Focus beats feature sprawl
Craft does one thing and does it well. Its API reflects that clarity. If your product does 10 things, your API probably has inconsistencies across modules. Consider scoring each module separately and fixing the worst ones first.
Frequently Asked Questions
Why does a note-taking app score as high as Stripe?
Because agent readiness measures API quality and accessibility, not company size or revenue. Craft has a well-designed REST API with structured responses, self-service onboarding, proper authentication, and good documentation. These are the same qualities that make Stripe agent-ready. The score measures how easily an AI agent can discover, connect to, and use your service — and Craft's clean API design puts it on par with much larger platforms.

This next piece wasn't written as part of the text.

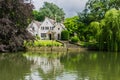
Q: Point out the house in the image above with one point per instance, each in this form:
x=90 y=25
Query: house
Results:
x=48 y=29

How could Craft.do reach Gold tier?
By adding three files. An agent-card.json at /.well-known/agent-card.json describes capabilities for agent discovery. An llms.txt file tells AI models how to interact with the service. An MCP server wraps the API in agent-callable tools. These three additions would lift Craft from 68 Silver to approximately 78-83, firmly in Gold territory. The API quality is already there — the gap is purely in agent-native discovery and tooling.
Is 68 Silver good?
Extremely. The average Agent Readiness Score across 500+ businesses we have scanned is 43. Only 8% of scanned businesses score Silver or above. Craft at 68 outperforms 92% of all businesses and ties with Stripe (68) and Slack (68), both companies with massive engineering teams. Silver means agents can effectively use your API with some manual configuration — it is just not auto-discoverable yet.
What makes single-purpose apps score higher?
Single-purpose apps have simpler domain models, which naturally produce cleaner APIs. A note-taking app has documents, blocks, and folders. A payment processor has charges, customers, and subscriptions. When the domain is narrow, the API surface is consistent and predictable. Enterprise platforms that do 50 things often have inconsistent APIs, legacy endpoints, and documentation gaps across their sprawling surface area.